Second, he says, is the “need for leadership at every level, both at the university and in the community,” adding that the leadership and support of SU’s President Stephen Sundborg, S.J., has been integral to SUYI’s success.
The third lesson is that “context matters a lot,” says Koth, pointing to the unique factors—geographic and otherwise—that influence an institution’s approach to community engagement. “Our work at SU looks different from that of the Drexel University, for instance.”
The idea for the book emerged as Koth and Yamamura began working together on service-learning. At the same time, SUYI was increasingly being looked to as a model for other universities, and the duo saw an opportunity to share information on what worked and lessons learned in building such partnerships. After collaborating on two white papers, they sought to expand on their work, and Yamamura’s sabbatical in 2016-2017 provided just the window they needed to undertake the book.

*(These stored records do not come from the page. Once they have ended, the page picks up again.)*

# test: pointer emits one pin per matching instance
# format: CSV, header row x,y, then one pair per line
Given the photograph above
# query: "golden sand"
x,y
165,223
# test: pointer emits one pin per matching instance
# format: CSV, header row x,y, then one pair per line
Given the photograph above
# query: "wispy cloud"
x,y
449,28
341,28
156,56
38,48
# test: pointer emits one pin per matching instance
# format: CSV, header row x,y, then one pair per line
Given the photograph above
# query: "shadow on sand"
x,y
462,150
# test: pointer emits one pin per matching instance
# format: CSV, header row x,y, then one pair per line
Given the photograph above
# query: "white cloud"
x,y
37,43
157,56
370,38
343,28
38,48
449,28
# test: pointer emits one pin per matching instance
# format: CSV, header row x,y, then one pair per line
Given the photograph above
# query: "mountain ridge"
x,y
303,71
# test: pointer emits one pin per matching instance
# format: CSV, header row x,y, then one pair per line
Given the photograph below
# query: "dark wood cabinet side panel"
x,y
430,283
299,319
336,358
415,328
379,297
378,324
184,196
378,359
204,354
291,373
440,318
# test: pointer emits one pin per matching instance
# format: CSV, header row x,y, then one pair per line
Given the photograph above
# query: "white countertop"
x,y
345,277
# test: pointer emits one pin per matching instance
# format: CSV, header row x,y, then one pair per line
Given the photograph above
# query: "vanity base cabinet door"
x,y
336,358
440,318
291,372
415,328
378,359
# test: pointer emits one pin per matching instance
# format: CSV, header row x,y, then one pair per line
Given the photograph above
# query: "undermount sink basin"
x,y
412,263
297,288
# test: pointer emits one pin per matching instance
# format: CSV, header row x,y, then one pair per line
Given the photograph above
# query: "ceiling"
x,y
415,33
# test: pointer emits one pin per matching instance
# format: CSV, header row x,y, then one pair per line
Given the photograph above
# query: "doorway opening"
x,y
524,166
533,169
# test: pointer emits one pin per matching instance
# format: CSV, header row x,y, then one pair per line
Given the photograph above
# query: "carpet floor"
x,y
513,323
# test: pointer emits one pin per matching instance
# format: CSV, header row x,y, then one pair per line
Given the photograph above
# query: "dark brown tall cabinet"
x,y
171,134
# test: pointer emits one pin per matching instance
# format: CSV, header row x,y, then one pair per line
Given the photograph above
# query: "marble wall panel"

They spent that academic year visiting the four other campuses and completed the writing in July 2017. Koth says the project “started out more research-based but, interestingly, what resulted was a book that is a little more oriented toward practitioners.”
“Higher education must be innovative to thrive in times of economic and social change,” adds Yamamura, “and place-based community engagement allows us to do high-quality partnership work in a time of racial discord and economic shifts.”
“I am grateful for the overall commitment of Seattle University for pursuing something like the Youth Initiative,” says Koth, who also singles out Jim Sinegal, Costco co-founder and former SU trustee, as well as the Annie E. Casey Foundation for supporting the university’s community engagement efforts.
Echoes Yamamura, “We are thankful to our colleagues and partners, in particular, community partners who inspire us on a daily basis.”